Gazellen leben in Savannen oder Wüsten. – Foto: Arne Smith

Die bekannteste und artenreichste Gattung der Antilopinae sind die Gazellen. Sie sind leichte und zierliche Tiere mit leierförmigen und geringelten Hörnern. Die horntragenden Gazellen bewohnen die Steppen Afrikas und Asiens. Am besten und längsten bekannt ist die Mongolische Gazelle (Procapra gutturosa), die die Steppen zwischen China und Tibet sowie Ostsibirien bewohnt. An der Küste des Roten Meeres lebt die damhirschgroße Sömmerringgazelle (Nanger soemmerringii), die durch einen schwarzen Nasenrücken und eine schwarze Schwanzspitze sich von der schlanken Damagazelle (Nanger dama) unterscheidet.

Grant-Gazelle

Grant-Gazelle – Foto: Peter Steward – CC BY-NC 2.0

Die ostafrikanischen Steppen vom Rudolfsee bis Ugogo werden von der 95 cm hohen Grant-Gazelle (Nanger granti) besiedelt. Die Oberseite des enganliegenden Felles und Außenseite der Gliedmaßen sind gelbbraun gefärbt. Die Unterseite, die Flanken, die Innenseite der Gliedmaßen und ein großer Spiegel bleiben dagegen weiß. Die Gazellen tragen bis zu 75 cm lange Hörner. Die Dorkasgazelle (Gazella dorcas), etwas kleiner als unser Reh, lebt in den Wüsten– und Steppengebieten Nordafrikas und Südwestasiens bis Syrien.

Thomson-Gazellen ernähren sich überwiegend von Gräsern

Thomsongazellen – Foto: cc – Von .waldec

Die Thomsongazelle ist in den ostafrikanischen Staaten Kenia und Tansania verbreitet. Sie gehört zu den häufigsten und bekanntesten Vertreter der Gazellen. Die Männchen sind im Durchschnitt größer als die Weibchen. Thomsongazellen bevorzugen offene Savannen und meiden dichtes Gebüsch. Die Gazellen haben viele Feinde, wie Geparde, Löwen, Leoparden und Wildhunde. Eine Verteidigungsstrategie in der Savanne ist das Leben in großen Herden. Die vielen wachsamen Augen der Tiere bedeutet weniger Zeit darauf verwenden, sich nach den Raubtieren umzusehen.

Springböcke schließen sich bei Wanderungen zu riesigen Herden zusammen

Springböcke

Springböcke – Foto: Derek Keats – CC BY 2.0

Große Ähnlichkeit mit den Gazellen haben die Springböcke (Antidorcas), die durch eine sehr langen Haaren ausgekleidete Falte längs des Rückens gekennzeichnet sind.

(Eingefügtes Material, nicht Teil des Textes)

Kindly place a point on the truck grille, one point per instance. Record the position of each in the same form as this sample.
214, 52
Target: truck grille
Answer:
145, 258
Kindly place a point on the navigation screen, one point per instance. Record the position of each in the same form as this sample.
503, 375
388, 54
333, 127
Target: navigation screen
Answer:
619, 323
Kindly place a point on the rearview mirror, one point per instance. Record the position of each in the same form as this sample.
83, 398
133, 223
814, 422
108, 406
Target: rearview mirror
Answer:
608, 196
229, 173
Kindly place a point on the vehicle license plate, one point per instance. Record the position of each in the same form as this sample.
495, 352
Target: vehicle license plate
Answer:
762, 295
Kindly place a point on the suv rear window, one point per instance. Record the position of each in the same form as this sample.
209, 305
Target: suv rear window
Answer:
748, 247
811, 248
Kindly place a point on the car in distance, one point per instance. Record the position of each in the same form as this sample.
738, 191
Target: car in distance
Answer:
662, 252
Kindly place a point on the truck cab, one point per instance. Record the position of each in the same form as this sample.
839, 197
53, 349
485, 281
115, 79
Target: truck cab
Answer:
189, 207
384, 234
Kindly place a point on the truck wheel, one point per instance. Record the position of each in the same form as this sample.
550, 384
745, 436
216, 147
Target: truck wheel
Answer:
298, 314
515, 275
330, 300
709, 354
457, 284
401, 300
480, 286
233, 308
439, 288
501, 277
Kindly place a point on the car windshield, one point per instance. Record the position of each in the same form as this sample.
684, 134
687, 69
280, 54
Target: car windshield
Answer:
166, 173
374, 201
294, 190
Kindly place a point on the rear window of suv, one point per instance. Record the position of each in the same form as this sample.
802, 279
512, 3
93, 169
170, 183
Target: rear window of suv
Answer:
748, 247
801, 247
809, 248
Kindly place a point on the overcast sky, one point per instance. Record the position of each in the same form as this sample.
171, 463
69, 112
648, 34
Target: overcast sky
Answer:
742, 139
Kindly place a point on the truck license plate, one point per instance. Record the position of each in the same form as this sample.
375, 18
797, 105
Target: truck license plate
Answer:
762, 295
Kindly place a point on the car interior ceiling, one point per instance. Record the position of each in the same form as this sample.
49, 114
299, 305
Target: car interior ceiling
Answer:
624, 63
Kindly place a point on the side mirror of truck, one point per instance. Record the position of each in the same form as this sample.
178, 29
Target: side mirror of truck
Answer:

Ihr Vertreter der Springbock (Antidorcas marsupialis), erreicht eine Länge von 1,5 Meter und 85 cm Schulterhöhe. Die Tiere vergesellschaften sich oft mit Straußen, Gnus und Antilopen in Südafrika südlich der Sambesi. Wie sein Name schon andeutet, macht er auf der Flucht oft meterhohe Sprünge. Dabei öffnet sich die Rückenfalte, so dass die 20 bis 25 cm langen Haare herausstehen und das Bild des Springbocks verändern. – In der Kalmückensteppe kommt die Saiga-Antilope (Saiga tatarica) vor, ein plumpes Tier mit dickem, gedrungenem Leib und schlanken, kurzen Läufen. Die mächtig aufgeworfene Nase ist rüsselförmig erweitert. Der Bock trägt weit auseinanderstehende, leierförmig gebogene Hörner.